OnCrawl: Pushing websites up the ranks with data-based SEO analysis, powered by Google Cloud

About OnCrawl

There’s no crawl that OnCrawl can’t handle. The enterprise technical SEO platform from Cogniteev helps customers analyze their websites with a powerful web crawler and a suite of related tools. With interactive, data-based analysis of custom data segments, OnCrawl helps websites of any size improve their rankings, boosting conversions, and online revenues.

Industries: Technology
Location: France

Tell us your challenge. We're here to help.

Contact us

Leveraging the scalability and processing power of Google Cloud, OnCrawl helps customers boost their SEO rankings across search engines by analyzing even the largest sites, on demand.

Google Cloud results

  • Puts customers first, delivering actionable SEO results on demand for any project size by autoscaling with Google Kubernetes Engine
  • Speeds time to market for new features and third-party integrations, increasing deployment by more than 200%
  • Frees up IT teams from maintenance tasks, allowing faster development and more innovation

Data-based analysis boosts traffic for customers by 70%

Any business that wants to establish its brand needs to impress its potential customers—but before it can do that, it needs to be discoverable. And that means impressing web crawlers first. Crawlers help search engines to quickly compile information on the web, categorize it into an index, and send it to the results page. Every business with a website wants its URLs to rank as highly as possible on that page so that customers can find it easily. That’s where cloud-based search engine optimization (SEO) platform OnCrawl comes in.

Businesses small and large use OnCrawl to understand how crawlers analyze web pages, so they can optimize them for better results. The service can help customers discover errors in on-page optimization, HTML, or linking structures that can compromise search-engine rankings and cause drops in traffic. A furniture store, for example, might use OnCrawl to evaluate which product categories, such as “bedroom” or “cabinets,” typically bring searchers to their website and study correlations to establish which characteristics make these categories most successful in search engines. Online magazines can boost the reach of their articles by monitoring the time it takes for them to be listed in search engines and by optimizing their content for keywords and their site structures for better search snippets.

“Our customers need to be able to use our platform for whatever they need, whenever they want. To make that possible, we need technology that’s automated, always-on, and able to support resource-intensive tasks. Choosing Google Cloud early on allowed us to scale from zero to where we are today."

Philippe David, Chief Technology Officer, OnCrawl

With connectors to all the major analytics platforms and other data sources, customers can then add the gathered data to the visualization dashboards of their choice, making actionable SEO insights available on the fly. Today, the company handles 7,000 crawls per month, or more than 250 million monthly crawled URLs.
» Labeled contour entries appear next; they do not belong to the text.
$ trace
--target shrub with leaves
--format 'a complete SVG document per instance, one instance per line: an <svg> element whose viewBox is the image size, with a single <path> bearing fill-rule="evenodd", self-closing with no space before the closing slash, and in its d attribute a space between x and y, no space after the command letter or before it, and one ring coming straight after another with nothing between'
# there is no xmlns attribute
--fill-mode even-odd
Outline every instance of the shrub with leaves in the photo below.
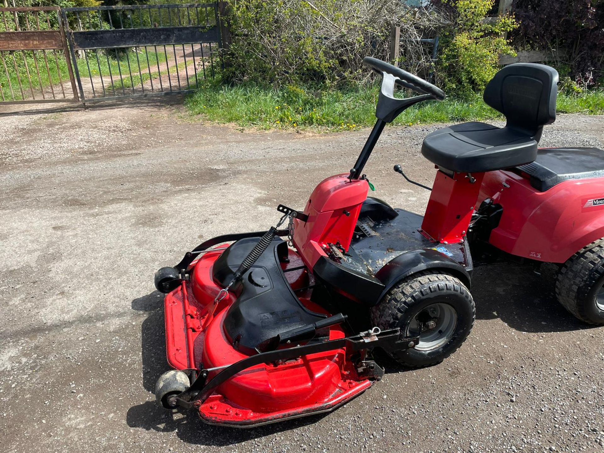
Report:
<svg viewBox="0 0 604 453"><path fill-rule="evenodd" d="M604 0L515 0L512 7L517 45L564 50L553 62L561 76L583 87L604 83Z"/></svg>
<svg viewBox="0 0 604 453"><path fill-rule="evenodd" d="M364 57L389 59L393 25L408 25L403 31L411 34L401 39L406 42L435 14L400 0L232 0L230 5L226 78L273 85L358 80L367 74Z"/></svg>
<svg viewBox="0 0 604 453"><path fill-rule="evenodd" d="M439 68L445 88L457 94L482 90L499 69L501 54L515 55L503 33L517 24L509 14L485 21L495 0L443 0L450 25L444 31Z"/></svg>

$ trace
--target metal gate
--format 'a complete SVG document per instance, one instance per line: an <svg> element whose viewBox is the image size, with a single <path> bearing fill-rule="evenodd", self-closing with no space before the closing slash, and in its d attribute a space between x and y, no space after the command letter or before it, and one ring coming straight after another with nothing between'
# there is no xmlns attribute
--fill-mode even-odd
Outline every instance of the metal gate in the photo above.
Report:
<svg viewBox="0 0 604 453"><path fill-rule="evenodd" d="M0 10L0 104L78 101L60 11Z"/></svg>
<svg viewBox="0 0 604 453"><path fill-rule="evenodd" d="M62 11L82 101L193 92L214 76L216 3Z"/></svg>

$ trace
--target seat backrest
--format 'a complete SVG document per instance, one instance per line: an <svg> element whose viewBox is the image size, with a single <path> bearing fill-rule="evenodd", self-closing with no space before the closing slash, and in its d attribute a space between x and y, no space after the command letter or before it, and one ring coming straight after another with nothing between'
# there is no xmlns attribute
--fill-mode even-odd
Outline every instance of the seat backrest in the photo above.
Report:
<svg viewBox="0 0 604 453"><path fill-rule="evenodd" d="M484 89L484 102L503 113L507 127L541 137L544 124L556 120L558 73L536 63L516 63L501 69Z"/></svg>

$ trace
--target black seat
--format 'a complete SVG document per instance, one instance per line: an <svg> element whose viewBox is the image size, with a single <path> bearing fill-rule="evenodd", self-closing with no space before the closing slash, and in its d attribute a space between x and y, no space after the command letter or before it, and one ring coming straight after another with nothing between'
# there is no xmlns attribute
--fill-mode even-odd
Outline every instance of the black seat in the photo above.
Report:
<svg viewBox="0 0 604 453"><path fill-rule="evenodd" d="M518 63L500 70L484 101L506 116L505 127L464 123L428 135L422 153L439 167L463 173L509 169L537 157L544 124L556 120L558 73L545 65Z"/></svg>
<svg viewBox="0 0 604 453"><path fill-rule="evenodd" d="M537 159L518 169L530 176L530 185L544 192L569 179L604 176L604 150L597 148L542 148Z"/></svg>

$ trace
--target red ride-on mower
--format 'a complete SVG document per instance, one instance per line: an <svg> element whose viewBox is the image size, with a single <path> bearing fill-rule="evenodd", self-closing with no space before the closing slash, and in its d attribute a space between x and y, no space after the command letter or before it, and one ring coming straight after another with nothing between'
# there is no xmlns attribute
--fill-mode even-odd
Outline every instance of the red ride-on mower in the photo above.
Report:
<svg viewBox="0 0 604 453"><path fill-rule="evenodd" d="M384 374L374 349L410 367L440 362L474 324L471 242L559 264L560 301L604 324L604 152L537 147L556 117L556 71L519 63L497 73L484 97L506 127L466 123L426 138L437 171L422 217L368 197L362 170L387 123L445 94L365 63L382 86L354 167L320 183L303 211L280 205L277 226L210 239L156 274L175 368L157 382L162 406L249 426L359 395ZM395 85L419 95L396 98Z"/></svg>

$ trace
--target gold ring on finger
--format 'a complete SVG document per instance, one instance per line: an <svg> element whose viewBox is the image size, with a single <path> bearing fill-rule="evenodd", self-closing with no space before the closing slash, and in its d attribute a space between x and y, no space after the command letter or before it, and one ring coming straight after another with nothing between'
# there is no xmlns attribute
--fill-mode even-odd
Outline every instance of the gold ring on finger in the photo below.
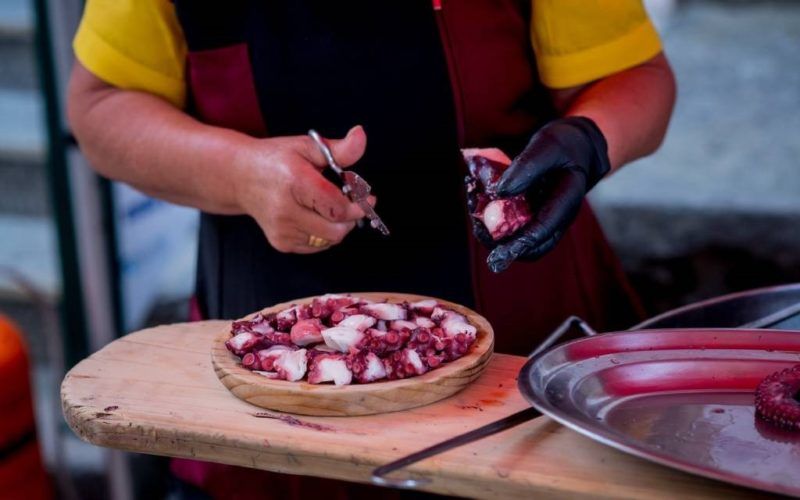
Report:
<svg viewBox="0 0 800 500"><path fill-rule="evenodd" d="M313 234L308 235L308 246L310 247L323 248L330 244L331 242L325 238L320 238L319 236L314 236Z"/></svg>

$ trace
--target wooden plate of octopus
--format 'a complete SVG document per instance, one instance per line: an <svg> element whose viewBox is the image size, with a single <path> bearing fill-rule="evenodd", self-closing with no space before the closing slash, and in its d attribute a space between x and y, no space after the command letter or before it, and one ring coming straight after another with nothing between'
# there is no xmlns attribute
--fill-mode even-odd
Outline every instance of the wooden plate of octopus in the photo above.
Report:
<svg viewBox="0 0 800 500"><path fill-rule="evenodd" d="M475 311L401 293L328 294L232 322L211 350L236 397L317 416L387 413L439 401L478 378L494 332Z"/></svg>

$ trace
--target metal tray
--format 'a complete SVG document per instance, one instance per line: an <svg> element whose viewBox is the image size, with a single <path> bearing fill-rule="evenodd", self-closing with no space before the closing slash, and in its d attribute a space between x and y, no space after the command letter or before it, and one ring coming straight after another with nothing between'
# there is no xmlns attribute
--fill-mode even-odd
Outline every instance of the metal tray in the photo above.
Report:
<svg viewBox="0 0 800 500"><path fill-rule="evenodd" d="M519 388L596 441L686 472L800 496L800 434L755 418L753 392L800 363L800 332L609 333L530 359Z"/></svg>

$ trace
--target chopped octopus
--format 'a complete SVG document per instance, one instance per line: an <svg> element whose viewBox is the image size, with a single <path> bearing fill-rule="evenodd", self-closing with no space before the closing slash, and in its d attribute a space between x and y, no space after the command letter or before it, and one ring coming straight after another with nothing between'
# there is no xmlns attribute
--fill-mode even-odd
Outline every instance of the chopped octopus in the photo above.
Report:
<svg viewBox="0 0 800 500"><path fill-rule="evenodd" d="M464 356L476 337L466 316L436 300L329 294L234 321L225 346L268 378L348 385L422 375Z"/></svg>
<svg viewBox="0 0 800 500"><path fill-rule="evenodd" d="M761 419L800 432L800 365L765 378L756 389L755 403Z"/></svg>
<svg viewBox="0 0 800 500"><path fill-rule="evenodd" d="M498 149L465 149L463 154L469 170L467 190L477 200L470 215L483 223L495 241L527 225L532 215L525 195L497 195L497 181L511 160Z"/></svg>

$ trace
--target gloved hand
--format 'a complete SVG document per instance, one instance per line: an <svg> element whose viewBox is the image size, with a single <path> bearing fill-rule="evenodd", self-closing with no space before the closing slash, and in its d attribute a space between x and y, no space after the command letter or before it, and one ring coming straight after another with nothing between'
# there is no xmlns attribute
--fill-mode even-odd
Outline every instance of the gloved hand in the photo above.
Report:
<svg viewBox="0 0 800 500"><path fill-rule="evenodd" d="M550 251L575 220L586 193L610 169L608 145L592 120L561 118L539 129L497 183L501 197L527 194L533 220L492 250L489 268L499 273L516 259L535 260Z"/></svg>

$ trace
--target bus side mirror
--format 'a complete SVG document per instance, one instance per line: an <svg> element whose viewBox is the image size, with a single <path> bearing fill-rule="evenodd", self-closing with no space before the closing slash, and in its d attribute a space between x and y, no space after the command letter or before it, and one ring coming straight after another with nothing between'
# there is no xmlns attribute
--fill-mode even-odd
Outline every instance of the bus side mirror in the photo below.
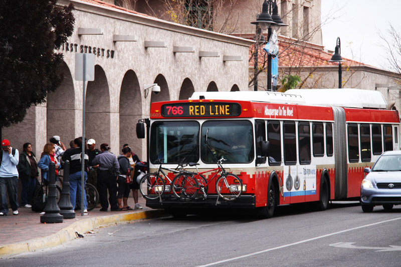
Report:
<svg viewBox="0 0 401 267"><path fill-rule="evenodd" d="M270 144L268 141L260 141L260 155L262 157L268 157L269 151L270 150Z"/></svg>
<svg viewBox="0 0 401 267"><path fill-rule="evenodd" d="M139 139L145 138L145 124L138 122L136 124L136 137Z"/></svg>

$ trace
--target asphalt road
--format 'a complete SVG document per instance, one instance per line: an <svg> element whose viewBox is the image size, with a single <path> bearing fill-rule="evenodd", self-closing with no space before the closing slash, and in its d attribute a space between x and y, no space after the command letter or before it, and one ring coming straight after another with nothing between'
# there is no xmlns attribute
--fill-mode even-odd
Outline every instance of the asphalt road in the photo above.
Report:
<svg viewBox="0 0 401 267"><path fill-rule="evenodd" d="M334 202L325 211L277 211L268 219L219 213L100 228L0 265L401 266L401 206L364 213L356 202Z"/></svg>

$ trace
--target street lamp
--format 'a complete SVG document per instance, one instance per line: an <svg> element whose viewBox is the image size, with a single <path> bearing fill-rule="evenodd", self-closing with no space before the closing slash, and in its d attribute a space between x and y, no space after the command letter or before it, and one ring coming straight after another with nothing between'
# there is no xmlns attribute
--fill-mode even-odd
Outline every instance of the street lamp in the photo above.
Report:
<svg viewBox="0 0 401 267"><path fill-rule="evenodd" d="M272 14L271 15L270 14ZM278 14L278 8L276 4L276 0L265 0L262 6L262 13L258 14L256 21L251 23L251 24L256 25L256 34L259 34L258 26L262 30L267 30L267 42L270 41L270 36L272 35L272 28L274 27L275 30L283 26L288 26L283 23L281 18ZM256 46L255 46L255 47ZM256 50L256 49L255 49ZM255 64L258 64L257 54L255 51ZM255 67L256 70L257 67ZM256 86L254 87L255 91L258 91L257 82ZM267 55L267 91L272 91L272 55Z"/></svg>
<svg viewBox="0 0 401 267"><path fill-rule="evenodd" d="M338 62L338 88L341 88L342 87L342 83L341 81L341 62L345 61L341 58L341 44L340 41L340 38L337 38L337 45L335 46L335 50L333 56L331 57L331 59L329 60L329 62Z"/></svg>

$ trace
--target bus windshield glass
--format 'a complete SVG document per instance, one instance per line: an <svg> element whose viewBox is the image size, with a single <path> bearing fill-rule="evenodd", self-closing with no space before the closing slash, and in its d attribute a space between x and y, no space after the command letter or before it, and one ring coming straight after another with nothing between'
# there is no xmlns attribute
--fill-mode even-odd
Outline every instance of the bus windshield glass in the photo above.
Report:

“Our customers need to be able to use our platform for whatever they need, whenever they want,” says Philippe David, Chief Technology Officer at OnCrawl. “To make that possible, we need technology that’s automated, always-on, and able to support resource-intensive tasks. Choosing Google Cloud early on allowed us to scale from zero to where we are today.”

“Google Kubernetes Engine enables us to tackle gigantic projects immediately, allowing our customers to crawl even hundreds of millions of JavaScript pages without prior notice. We’ve seen our JavaScript crawler scale up from 10 to 750 pods in just a few minutes without issue.”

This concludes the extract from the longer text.